History:
The Shop Building contained a foundry, forge, boiler room and engine room to support the learning of wood
work and metal work, with a view to designing and building working engines. The Shop Building also served
as the school's physical plant. In the early hours of April 21, 1892, the Shop Building was destroyed by
fire. In the interests of economy, it was decided that the new Shop Building would be built according to
the original design. The Announcement of the time notes: "The workshop is also of brick, two hundred and
fifty feet long by eighty wide and two stories high. It is beautifully designed with reference to its use,
and affords ample space for the various departments of instruction pursued in it. It contains boiler and
engine rooms, wood shop, machine shop, forge room, and foundry. It has been equipped with a full
assortment of tools, both hand and machine, by the best manufacturers. The shops are organized and managed
as a manufacturing establishment, and the facilities are necessarily such as will give the best possible
results.
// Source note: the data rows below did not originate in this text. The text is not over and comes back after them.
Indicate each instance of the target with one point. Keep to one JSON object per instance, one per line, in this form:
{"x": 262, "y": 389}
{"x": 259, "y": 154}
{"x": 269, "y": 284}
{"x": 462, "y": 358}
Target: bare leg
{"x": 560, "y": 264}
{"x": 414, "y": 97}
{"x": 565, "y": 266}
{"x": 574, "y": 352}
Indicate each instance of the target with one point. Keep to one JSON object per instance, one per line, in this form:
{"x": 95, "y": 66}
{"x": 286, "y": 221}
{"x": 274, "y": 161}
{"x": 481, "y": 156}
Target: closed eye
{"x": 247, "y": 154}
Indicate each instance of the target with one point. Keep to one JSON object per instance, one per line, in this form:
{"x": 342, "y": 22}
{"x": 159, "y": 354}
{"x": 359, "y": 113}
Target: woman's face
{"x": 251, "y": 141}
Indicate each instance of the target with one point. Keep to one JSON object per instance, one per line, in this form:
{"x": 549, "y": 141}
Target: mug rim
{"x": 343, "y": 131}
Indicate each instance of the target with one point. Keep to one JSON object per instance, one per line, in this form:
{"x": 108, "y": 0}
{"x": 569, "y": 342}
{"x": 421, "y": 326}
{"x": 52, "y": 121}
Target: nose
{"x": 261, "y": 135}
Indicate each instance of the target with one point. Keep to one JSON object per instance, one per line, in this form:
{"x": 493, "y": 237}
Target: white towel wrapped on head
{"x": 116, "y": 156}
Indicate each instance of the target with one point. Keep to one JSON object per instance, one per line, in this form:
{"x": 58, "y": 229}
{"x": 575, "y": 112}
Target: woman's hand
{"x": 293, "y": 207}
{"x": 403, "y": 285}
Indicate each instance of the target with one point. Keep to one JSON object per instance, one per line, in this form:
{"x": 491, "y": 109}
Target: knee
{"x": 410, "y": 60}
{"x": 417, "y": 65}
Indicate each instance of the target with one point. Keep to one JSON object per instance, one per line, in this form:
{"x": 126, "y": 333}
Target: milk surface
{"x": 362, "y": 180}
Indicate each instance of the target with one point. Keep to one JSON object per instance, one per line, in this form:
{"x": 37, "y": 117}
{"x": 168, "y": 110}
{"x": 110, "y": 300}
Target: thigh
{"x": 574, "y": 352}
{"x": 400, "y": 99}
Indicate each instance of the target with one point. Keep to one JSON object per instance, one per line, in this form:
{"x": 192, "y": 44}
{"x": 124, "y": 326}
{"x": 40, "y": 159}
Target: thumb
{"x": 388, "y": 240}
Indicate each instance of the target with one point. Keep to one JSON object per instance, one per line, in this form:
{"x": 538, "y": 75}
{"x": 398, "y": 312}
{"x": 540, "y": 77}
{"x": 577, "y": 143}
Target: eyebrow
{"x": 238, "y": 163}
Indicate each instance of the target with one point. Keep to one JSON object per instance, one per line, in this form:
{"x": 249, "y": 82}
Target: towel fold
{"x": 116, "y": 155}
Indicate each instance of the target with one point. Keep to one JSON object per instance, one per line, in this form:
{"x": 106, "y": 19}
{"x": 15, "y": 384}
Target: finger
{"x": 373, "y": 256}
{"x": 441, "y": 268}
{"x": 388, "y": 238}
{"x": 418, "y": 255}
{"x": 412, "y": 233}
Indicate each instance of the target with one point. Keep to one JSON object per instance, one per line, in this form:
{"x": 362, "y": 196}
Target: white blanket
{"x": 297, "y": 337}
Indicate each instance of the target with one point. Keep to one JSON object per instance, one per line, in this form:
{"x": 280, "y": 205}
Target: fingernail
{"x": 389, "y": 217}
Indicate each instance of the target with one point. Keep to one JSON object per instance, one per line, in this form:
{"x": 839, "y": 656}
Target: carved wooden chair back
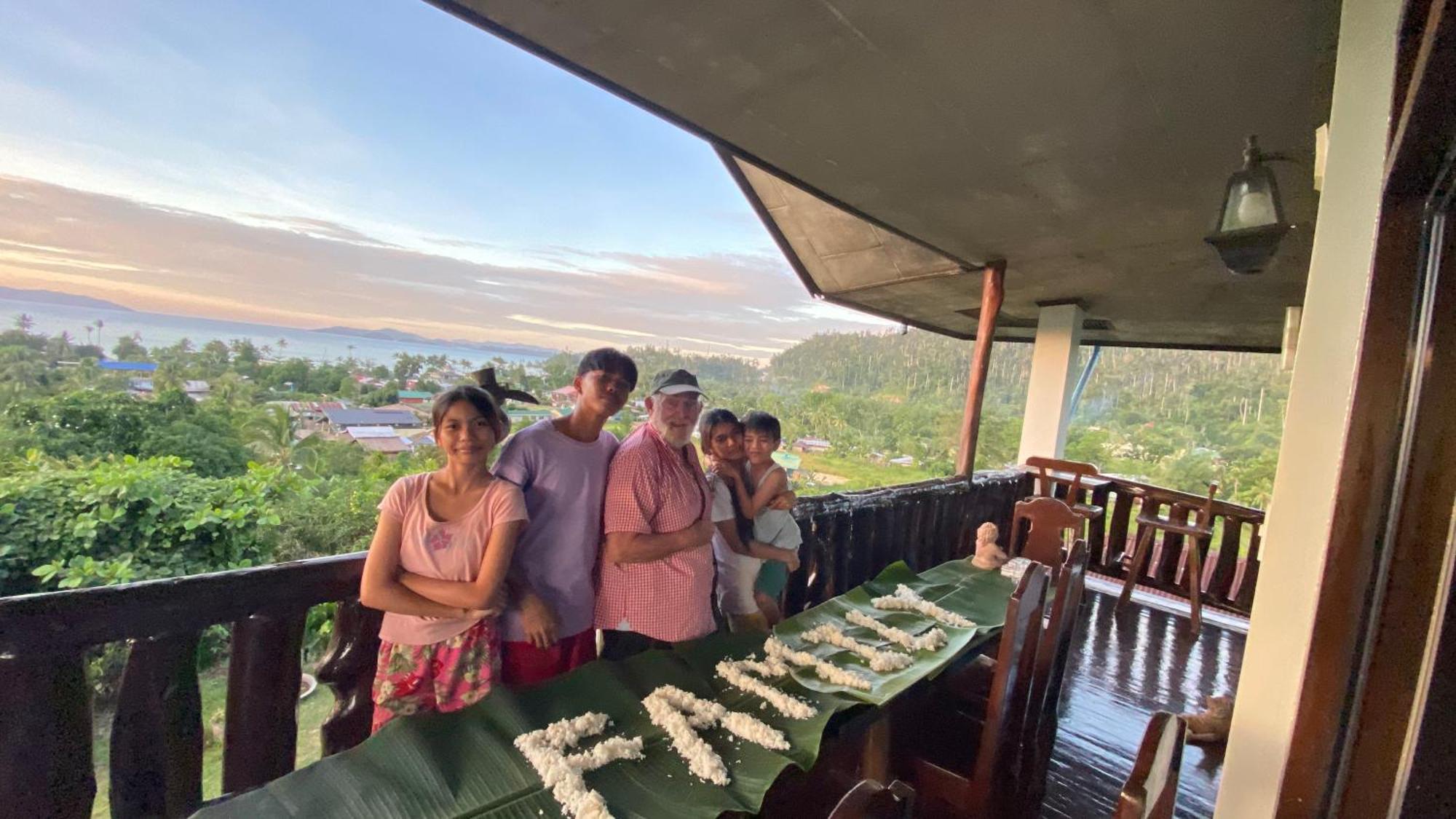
{"x": 873, "y": 800}
{"x": 1152, "y": 790}
{"x": 1199, "y": 535}
{"x": 1046, "y": 685}
{"x": 991, "y": 787}
{"x": 1077, "y": 468}
{"x": 1045, "y": 521}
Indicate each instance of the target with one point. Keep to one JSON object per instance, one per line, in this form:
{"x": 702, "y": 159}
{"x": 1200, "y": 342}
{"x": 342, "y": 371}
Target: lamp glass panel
{"x": 1250, "y": 203}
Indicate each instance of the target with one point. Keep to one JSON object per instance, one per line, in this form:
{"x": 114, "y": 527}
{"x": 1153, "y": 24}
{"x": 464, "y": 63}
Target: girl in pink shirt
{"x": 438, "y": 566}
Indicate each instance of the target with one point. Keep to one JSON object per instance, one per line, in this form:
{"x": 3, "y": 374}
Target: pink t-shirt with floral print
{"x": 445, "y": 550}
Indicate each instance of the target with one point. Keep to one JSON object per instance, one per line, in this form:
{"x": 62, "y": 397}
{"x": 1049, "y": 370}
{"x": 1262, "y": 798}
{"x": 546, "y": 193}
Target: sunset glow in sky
{"x": 389, "y": 167}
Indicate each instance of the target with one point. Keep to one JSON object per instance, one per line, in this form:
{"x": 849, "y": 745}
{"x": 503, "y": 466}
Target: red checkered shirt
{"x": 654, "y": 488}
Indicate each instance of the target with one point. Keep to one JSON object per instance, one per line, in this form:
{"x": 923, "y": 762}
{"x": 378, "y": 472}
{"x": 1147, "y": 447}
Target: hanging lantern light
{"x": 1251, "y": 222}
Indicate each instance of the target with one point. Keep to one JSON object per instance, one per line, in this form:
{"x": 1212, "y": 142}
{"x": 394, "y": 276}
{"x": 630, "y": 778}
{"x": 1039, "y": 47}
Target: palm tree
{"x": 272, "y": 433}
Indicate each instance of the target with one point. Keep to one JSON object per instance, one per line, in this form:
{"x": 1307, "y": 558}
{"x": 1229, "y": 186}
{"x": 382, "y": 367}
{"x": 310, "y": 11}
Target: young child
{"x": 438, "y": 566}
{"x": 774, "y": 526}
{"x": 737, "y": 554}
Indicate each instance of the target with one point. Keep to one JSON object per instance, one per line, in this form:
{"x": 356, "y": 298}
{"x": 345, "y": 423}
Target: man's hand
{"x": 700, "y": 534}
{"x": 539, "y": 621}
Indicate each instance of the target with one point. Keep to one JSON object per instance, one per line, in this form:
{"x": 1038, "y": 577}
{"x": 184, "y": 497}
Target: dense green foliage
{"x": 120, "y": 519}
{"x": 231, "y": 480}
{"x": 101, "y": 487}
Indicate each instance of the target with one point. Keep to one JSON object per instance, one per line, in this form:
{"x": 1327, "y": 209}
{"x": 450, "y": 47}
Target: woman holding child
{"x": 758, "y": 539}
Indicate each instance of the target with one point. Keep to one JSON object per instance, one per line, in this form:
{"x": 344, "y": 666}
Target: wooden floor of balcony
{"x": 1125, "y": 666}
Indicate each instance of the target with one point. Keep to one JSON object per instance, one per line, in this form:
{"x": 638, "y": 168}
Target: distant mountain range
{"x": 53, "y": 298}
{"x": 385, "y": 334}
{"x": 382, "y": 334}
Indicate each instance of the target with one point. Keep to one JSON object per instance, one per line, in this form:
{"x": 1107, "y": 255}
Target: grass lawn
{"x": 213, "y": 684}
{"x": 857, "y": 474}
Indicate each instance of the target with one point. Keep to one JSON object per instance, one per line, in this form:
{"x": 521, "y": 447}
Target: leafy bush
{"x": 130, "y": 519}
{"x": 95, "y": 424}
{"x": 337, "y": 515}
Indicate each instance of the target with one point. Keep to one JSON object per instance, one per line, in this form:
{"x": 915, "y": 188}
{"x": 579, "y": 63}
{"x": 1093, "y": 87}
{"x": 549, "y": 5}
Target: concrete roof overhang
{"x": 892, "y": 148}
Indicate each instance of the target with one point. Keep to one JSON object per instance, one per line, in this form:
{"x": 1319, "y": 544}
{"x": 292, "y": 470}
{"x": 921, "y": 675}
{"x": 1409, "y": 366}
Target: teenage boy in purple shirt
{"x": 561, "y": 467}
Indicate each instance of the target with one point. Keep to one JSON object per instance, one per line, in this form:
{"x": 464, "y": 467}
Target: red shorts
{"x": 523, "y": 663}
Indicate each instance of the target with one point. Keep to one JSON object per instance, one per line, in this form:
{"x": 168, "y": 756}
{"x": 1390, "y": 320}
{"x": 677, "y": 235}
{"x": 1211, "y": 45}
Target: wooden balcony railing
{"x": 1228, "y": 577}
{"x": 157, "y": 737}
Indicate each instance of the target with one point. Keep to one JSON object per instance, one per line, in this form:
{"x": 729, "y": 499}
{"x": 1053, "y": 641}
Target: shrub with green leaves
{"x": 119, "y": 519}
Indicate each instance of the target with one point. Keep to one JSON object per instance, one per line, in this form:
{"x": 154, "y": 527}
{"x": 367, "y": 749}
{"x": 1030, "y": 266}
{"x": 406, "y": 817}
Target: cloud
{"x": 582, "y": 325}
{"x": 321, "y": 228}
{"x": 742, "y": 347}
{"x": 312, "y": 272}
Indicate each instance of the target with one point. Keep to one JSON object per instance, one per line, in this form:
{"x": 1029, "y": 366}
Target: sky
{"x": 388, "y": 167}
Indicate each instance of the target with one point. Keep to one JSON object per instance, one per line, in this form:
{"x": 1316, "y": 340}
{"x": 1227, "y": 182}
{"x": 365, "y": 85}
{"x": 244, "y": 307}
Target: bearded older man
{"x": 657, "y": 564}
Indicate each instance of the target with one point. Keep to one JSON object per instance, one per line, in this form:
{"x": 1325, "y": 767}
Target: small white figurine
{"x": 988, "y": 554}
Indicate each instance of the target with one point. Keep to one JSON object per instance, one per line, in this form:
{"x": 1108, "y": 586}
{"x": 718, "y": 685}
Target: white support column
{"x": 1317, "y": 417}
{"x": 1053, "y": 378}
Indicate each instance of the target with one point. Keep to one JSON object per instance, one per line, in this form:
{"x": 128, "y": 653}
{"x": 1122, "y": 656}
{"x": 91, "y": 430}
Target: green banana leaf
{"x": 465, "y": 765}
{"x": 976, "y": 593}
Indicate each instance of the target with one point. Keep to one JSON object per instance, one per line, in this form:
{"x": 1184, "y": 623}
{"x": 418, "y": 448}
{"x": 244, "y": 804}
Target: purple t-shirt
{"x": 564, "y": 481}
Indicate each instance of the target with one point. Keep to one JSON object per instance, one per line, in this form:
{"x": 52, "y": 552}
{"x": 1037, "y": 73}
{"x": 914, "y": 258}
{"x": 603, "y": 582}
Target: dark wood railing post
{"x": 1117, "y": 542}
{"x": 263, "y": 698}
{"x": 861, "y": 545}
{"x": 349, "y": 670}
{"x": 157, "y": 736}
{"x": 46, "y": 736}
{"x": 1097, "y": 529}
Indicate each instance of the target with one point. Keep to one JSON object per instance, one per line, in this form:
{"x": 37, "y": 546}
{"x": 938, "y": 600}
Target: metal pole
{"x": 1084, "y": 379}
{"x": 994, "y": 289}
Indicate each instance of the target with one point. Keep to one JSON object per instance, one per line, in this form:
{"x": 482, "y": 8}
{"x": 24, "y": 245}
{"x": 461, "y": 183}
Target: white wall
{"x": 1315, "y": 423}
{"x": 1053, "y": 378}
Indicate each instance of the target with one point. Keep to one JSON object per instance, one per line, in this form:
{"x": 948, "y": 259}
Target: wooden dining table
{"x": 464, "y": 762}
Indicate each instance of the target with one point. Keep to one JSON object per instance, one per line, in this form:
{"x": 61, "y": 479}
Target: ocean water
{"x": 159, "y": 330}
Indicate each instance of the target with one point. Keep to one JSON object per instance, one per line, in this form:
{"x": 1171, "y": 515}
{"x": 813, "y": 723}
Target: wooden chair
{"x": 986, "y": 784}
{"x": 1199, "y": 534}
{"x": 1040, "y": 727}
{"x": 873, "y": 800}
{"x": 1080, "y": 471}
{"x": 1045, "y": 521}
{"x": 1152, "y": 788}
{"x": 1046, "y": 682}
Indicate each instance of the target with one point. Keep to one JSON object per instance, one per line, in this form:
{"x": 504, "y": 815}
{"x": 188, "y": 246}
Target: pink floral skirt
{"x": 440, "y": 676}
The shops are organized and managed as a manufacturing establishment, taking contracts for a great
variety of work, both in wood and iron, and from this variety of work, always in process of construction,
such parts are given the student to make as will afford him the best instruction at that particular stage
of his course." The Georgia School of Technology Announcement of 1898-99 notes: "The foundry, which is
unlike most foundries in being a bright, cheerful place, is throroughly equipped, having besides a main
moulding-room with a floor area of 40x90 feet, a core-room, two ovens for baking cores, a Collieau cupola
in a fireproof annex having iron charging-floor and iron roof, a separate building in which are placed the
rumblers and the pickling vats, and another building for the brass foundry. So far as we are aware, we
have the only equipment south of Cincinnati prepared to make bronze vault-doors (upon which we received a
gold medal at the Cotton States and International Exposition). We take great pride in our foundry-work,
and it is justly famed for being of the highest class. Foundry-work in this section of the country has
been of an exceedingly low grade, and we feel that the work we are doing in this field alone justifies the
annual expenses of the shops. In the foundry, the student is given careful and efficient instruction in
green and dry-sand moulding, core-making, mixtures of iron, brass-founding, and the mixtures of the various
useful bronzes, aluminum-casting, and the aluminum bronzes. There is also a separate cupola for the
reduction of "burnt-out" pure copper electric wire to pure pig lake copper."